雄霸西域的須彌陀禪院,後院寶殿當中卻是眾多高僧齊聚一堂。
作為當代唯一佛經傳人,迦神彌自然是高居主位,他雙眉如雪,氣機如淵,分外引人注目,不知何時他已然臻至破限兩重之境,若是祭出天佛尊所留佛寶,戰力更是驚人。
在他下首,則是高坐著九名身披金紅袈裟老僧,皆是掌道境界高人,其中為首的兩名老僧,氣機如海,一人赫然已經摸到破限邊緣,威勢猶在當初圍殺易塵的修羅僧之上,一人更是已經破限。
「諸位,大秦如今正在窮搜天下武經,大秦那位驚才絕艷的國師義成子之修為已然不用本座多言,如今嬴肆發來詔書,想要為天佛尊遺蛻塑個金身,諸位宿老,此事吾等如何決議?」
白眉老僧迦神彌面色平靜的轉動著手中念珠,吐字如珠道。
「迦神彌師侄,此事萬萬不可。」
「自三祖出祖師秘地以來,吾須彌陀禪院便早早立下規矩,不得出入此間,以免讓祖師遺蛻沾染了紅塵氣,擾了清淨。」
「而且祖師秘地更是涉及到吾須彌陀禪院一處護山大陣關鍵所在,此地勾連歸藏大河水脈和蓮台山地脈,打開祖師秘地,恐傷吾寺萬年基業。」
「大秦勢大,吾等不與那義成子發生衝突就是,又何必去打開祖師秘地,討好那道門義成子?」
在為首的破限老僧示意之下,居於左首第二,一名垂垂老矣的僧者當即朝著迦神彌合掌一禮,站了起來說道,神色間頗有些激動。

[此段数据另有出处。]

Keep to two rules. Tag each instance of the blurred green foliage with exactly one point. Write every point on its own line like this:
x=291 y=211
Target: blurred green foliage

「師叔莫急,吾也不知道大秦如何知曉祖師遺蛻之事,此事不是還未定議嘛。」望著神色激動的僧者,迦神彌心中暗暗叫苦,也只得連連安撫起來。
他這些師叔們常年於寺中清修,卻是不知這幾年間外邊早已經天翻地覆,有些事又豈是你不想便可以不做的?
「住持,吾以為師叔所言著實在理。」
「吾須彌陀禪院可沒有對不起大秦,如今天地異變,每一次大事吾寺可都是出了大力氣的,更沒有開罪那大秦國師之處。」
「這等小事,難道那義成子道人還能打上吾等山門不成?住持也無須太過憂慮此事,義成子道長雖然性烈如火,但是也絕不會做出這等強盜行徑。」
「義成子道長絕對不會如此不智,讓天下宗門人人自危,讓自己身敗名裂。」
隨著為首破限老僧的出言,很快場間局勢便變成了一邊倒的局面,眾僧紛紛附和。
望著如此場景,迦神彌也只能心中一聲長嘆。
他雖然修為最高,但是這等大事也不是他一人可以擅專的,更何況這些師叔師伯師兄當年都是待他極好,之後更是並未與其競爭,而是將傳承唯一佛經的機會讓渡與他。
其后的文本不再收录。